The heart of this instrument is represented by an integrated circuit developed in 65 nm CMOS technology, capable of processing signals and measuring position and time using hundreds of thousands of electronic channels that work independently, producing a maximum output data flow of approximately 80 Gbps (equivalent to the transfer of data contained in approximately 15 CD-ROMs every second).

The project foresees the application of the new detector in future experiments to high energy accelerators (for example in the high luminosity phase of the Large Hadron Collider at CERN) and will allow for example to identify charged hadrons if used in a RICH detector. (Ring Imaging Cherenkov). With the increase in brightness of the accelerators and the consequent increase in the number of particles that accumulate in the detectors, the addition of the time coordinate at the level of tens of picoseconds is of fundamental importance to be able to associate the particles that come from the same event (and that arrive simultaneously) and discard those that belong to different events and therefore arrive out of time.

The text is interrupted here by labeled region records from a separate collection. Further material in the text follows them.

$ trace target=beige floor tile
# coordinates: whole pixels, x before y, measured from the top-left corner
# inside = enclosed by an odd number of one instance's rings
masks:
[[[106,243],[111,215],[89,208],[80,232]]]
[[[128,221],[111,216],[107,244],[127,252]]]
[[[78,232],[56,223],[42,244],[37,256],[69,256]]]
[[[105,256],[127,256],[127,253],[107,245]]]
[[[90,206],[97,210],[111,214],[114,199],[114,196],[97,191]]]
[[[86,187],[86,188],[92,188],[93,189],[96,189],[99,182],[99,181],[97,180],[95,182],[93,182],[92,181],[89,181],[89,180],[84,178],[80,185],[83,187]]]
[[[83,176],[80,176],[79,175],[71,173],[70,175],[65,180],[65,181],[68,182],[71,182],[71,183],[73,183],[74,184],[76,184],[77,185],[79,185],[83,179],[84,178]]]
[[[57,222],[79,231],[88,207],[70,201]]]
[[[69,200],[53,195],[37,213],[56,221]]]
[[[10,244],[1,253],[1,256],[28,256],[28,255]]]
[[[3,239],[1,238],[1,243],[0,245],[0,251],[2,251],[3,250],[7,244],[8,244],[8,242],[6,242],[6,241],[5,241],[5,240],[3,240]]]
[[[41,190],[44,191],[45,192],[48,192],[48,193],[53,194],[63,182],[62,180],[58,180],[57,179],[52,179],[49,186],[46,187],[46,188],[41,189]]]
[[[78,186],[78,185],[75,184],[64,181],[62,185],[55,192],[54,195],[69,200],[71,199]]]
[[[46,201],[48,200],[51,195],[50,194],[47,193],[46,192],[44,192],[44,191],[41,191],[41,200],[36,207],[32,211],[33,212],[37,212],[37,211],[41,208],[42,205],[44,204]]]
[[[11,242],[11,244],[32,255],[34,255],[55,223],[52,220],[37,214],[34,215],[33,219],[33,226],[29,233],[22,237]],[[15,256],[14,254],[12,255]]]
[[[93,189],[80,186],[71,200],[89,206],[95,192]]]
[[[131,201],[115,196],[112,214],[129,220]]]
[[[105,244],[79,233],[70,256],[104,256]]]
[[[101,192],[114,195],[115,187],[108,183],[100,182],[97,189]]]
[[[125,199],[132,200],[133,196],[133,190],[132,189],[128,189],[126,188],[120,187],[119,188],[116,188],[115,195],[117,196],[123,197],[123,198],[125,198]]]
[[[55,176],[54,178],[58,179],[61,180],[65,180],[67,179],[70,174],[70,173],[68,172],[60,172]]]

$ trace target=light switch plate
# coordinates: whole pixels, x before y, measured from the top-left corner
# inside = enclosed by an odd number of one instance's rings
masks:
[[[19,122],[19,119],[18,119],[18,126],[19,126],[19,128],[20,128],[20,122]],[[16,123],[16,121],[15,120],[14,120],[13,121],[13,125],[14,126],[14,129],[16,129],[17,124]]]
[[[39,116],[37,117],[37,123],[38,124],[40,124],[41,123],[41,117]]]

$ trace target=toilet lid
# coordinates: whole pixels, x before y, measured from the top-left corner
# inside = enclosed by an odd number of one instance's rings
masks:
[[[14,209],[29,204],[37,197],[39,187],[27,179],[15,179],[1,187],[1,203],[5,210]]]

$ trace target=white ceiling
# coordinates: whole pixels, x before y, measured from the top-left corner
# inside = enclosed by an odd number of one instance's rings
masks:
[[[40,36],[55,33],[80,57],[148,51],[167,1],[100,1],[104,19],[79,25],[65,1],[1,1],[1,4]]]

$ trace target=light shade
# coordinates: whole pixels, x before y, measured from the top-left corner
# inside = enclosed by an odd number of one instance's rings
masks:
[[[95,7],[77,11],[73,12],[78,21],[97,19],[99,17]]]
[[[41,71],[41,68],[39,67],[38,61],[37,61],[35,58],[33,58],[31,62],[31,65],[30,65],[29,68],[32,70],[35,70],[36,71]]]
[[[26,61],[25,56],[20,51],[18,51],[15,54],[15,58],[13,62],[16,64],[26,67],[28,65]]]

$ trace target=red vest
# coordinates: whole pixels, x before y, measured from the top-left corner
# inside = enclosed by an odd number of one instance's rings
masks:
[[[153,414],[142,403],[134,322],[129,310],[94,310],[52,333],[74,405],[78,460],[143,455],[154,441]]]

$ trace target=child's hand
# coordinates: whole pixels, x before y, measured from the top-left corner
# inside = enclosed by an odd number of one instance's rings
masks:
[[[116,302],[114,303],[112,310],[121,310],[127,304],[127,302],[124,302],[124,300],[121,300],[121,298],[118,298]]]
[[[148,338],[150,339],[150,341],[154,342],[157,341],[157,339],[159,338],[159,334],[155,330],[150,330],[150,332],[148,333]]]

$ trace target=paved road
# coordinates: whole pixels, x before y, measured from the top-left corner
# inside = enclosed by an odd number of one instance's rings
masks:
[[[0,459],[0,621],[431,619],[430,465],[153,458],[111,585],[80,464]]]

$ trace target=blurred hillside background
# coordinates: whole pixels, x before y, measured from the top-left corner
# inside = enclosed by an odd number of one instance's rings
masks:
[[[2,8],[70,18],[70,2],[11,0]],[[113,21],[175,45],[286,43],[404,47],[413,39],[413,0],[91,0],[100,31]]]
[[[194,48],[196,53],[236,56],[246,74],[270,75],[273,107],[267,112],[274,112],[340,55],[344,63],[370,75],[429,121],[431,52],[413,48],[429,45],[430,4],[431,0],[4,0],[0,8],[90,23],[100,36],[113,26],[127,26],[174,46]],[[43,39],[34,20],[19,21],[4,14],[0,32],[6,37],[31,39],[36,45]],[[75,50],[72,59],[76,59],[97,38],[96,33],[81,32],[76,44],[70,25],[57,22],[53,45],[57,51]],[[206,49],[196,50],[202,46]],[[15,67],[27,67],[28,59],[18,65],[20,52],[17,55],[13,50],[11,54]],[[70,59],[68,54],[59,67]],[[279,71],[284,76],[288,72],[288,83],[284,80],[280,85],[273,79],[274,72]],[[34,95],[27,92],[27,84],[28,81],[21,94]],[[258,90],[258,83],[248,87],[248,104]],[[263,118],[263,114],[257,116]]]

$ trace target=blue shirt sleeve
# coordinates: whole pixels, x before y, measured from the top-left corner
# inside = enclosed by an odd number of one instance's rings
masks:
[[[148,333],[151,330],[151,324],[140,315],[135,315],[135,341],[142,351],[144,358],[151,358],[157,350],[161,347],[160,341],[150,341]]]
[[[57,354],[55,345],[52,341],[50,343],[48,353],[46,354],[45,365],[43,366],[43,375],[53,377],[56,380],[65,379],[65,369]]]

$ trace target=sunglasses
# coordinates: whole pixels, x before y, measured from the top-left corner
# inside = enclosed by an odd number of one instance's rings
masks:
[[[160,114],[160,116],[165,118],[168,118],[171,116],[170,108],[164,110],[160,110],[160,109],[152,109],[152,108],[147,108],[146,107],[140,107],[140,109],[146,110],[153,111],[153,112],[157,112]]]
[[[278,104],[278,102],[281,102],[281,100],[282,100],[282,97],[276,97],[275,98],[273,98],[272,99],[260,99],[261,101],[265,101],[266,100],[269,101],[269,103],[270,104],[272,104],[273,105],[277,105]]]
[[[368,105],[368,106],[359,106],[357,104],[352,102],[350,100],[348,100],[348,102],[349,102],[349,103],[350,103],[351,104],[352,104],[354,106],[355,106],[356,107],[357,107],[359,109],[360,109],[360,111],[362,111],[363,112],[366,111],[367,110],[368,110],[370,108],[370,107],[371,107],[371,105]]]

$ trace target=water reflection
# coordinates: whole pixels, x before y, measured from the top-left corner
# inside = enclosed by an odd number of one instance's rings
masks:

Furthermore, the detector will be used in the field of fluorescence microscopy to explore new imaging techniques, thanks to the unique combination of excellent temporal and spatial resolutions in a single instrument capable of detecting single photons at high rates. This detector will be used, for example, to measure the lifetime of fluorescent markers, and thus distinguish between different markers that have similar fluorescence spectra but different lifetimes. It will also allow us to study the temporal evolution of biochemical processes on a time scale of tens of picoseconds, opening up possible new research scenarios.